A la hora prevista, 05:30, nueve componentes de la Brigada Paracaidista del Ejército de Tierra, tras un breve briefing, subían a bordo de un helicóptero del Batallón de Maniobra VI con base en Los Rodeos y ponían rumbo a La Isleta, en Las Palmas de Gran Canaria. El objetivo: asegurar la zona hasta la llegada de una sección helitransportada desde Tenerife que tenía que tomar un edificio, la antigua prisión militar ubicada en esa zona.
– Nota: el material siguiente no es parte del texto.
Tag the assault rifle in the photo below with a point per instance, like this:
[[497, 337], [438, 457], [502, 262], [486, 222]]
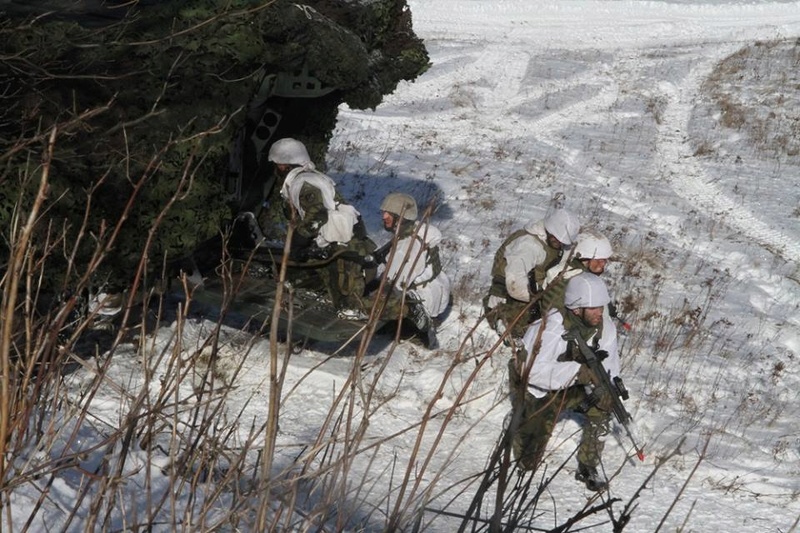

La denominación del ejercicio fue el nombre de un mencey guanche: operación Bencomo.

Los integrantes de la Bripac, perfectamente pertrechados para un salto con apertura manual a gran altura, subieron a los aparatos y partieron hacia el objetivo. Mientras, en la base de Los Rodeos la sección helitransportada, más de un centenar de soldados pertenecientes al batallón Albuera del Regimiento de Infantería Tenerife nº 49 se preparaban para abordar dos helicópteros Chinook, denominados CH-47 del batallón de helicópteros de Transporte V. Estos aparatos con base en Colmenar (Madrid) que volaron hasta el Archipiélago en un solo viaje con depósitos auxiliares de combustible constituyen la base de las operaciones helitransportadas por su capacidad y autonomía de vuelo. Sobre las 08:00 horas, las dos secciones embarcaban en las aeronaves y partían hacia La Isleta. En tierra sus compañeros de la Bripac le daban cobertura ante la hipotética presencia de enemigos.

Sobre las 10:00 aterrizaban ambos Chinook y eran aprovisionados de combustible ya que debían partir nuevamente llevando en sus bodegas dos piezas de artillería del Regimiento de Artillería de Campaña nº 93. Los obuses, dos piezas del modelo Light Gun L118, con un peso de 1.860 kilos fueron subidas a bordo con la ayuda de un cabestrante y de los seis servidores de cada pieza, que además viajaron acompañando a estas. Apuntar que el embarque duró apenas unos minutos, a pesar de que esta operación no suele realizarse al carecer de un helicóptero de estas características en las Islas. Por ello, este ejercicio buscaba compartir técnicas, tácticas y procedimientos entre unidades de la Brilcan y de las Fuerzas Aeromóviles del Ejército de Tierra, instruyendo a unidades del Mando de Canarias en procedimientos que habitualmente no pueden llevar a cabo como son: el planeamiento y ejecución de una operación aeromóvil que incluía una inserción paracaidista realizada con medios del Bhelma VI o el helitransporte de unidades de artillería de campaña entre islas con helicópteros pesados, capaces de llevar carga externa.

Sobre las 12:40 horas llegaban a la base de Los Rodeos los medios aéreos con los paracaidistas y las dos secciones de infantería que cumplieron su cometido, los cuales además aseguraron la zona para el desembarco del resto de la fuerza.

El ejercicio Bencomo ha supuesto cientos de horas de preparación para que nada fallase. Todo fue calculado al milímetro. Los preparativos comenzaron a las dos de la madrugada con la llegada de los primeros miembros del Bhelma VI y V. Pilotos, personal de seguridad en tierra, combustible, bomberos, mecánicos y controladores estaban en sus puestos.

El puesto de mando ubicado en el Regimiento de Artillería de Campaña nº 93 con el que comparten instalaciones, dirigía todo ejercicio. Este terminó sobre las 14:00 horas con el regreso de las aeronaves participantes a las que les espera una rigurosa revisión y posterior sesión de análisis de las unidades particpantes.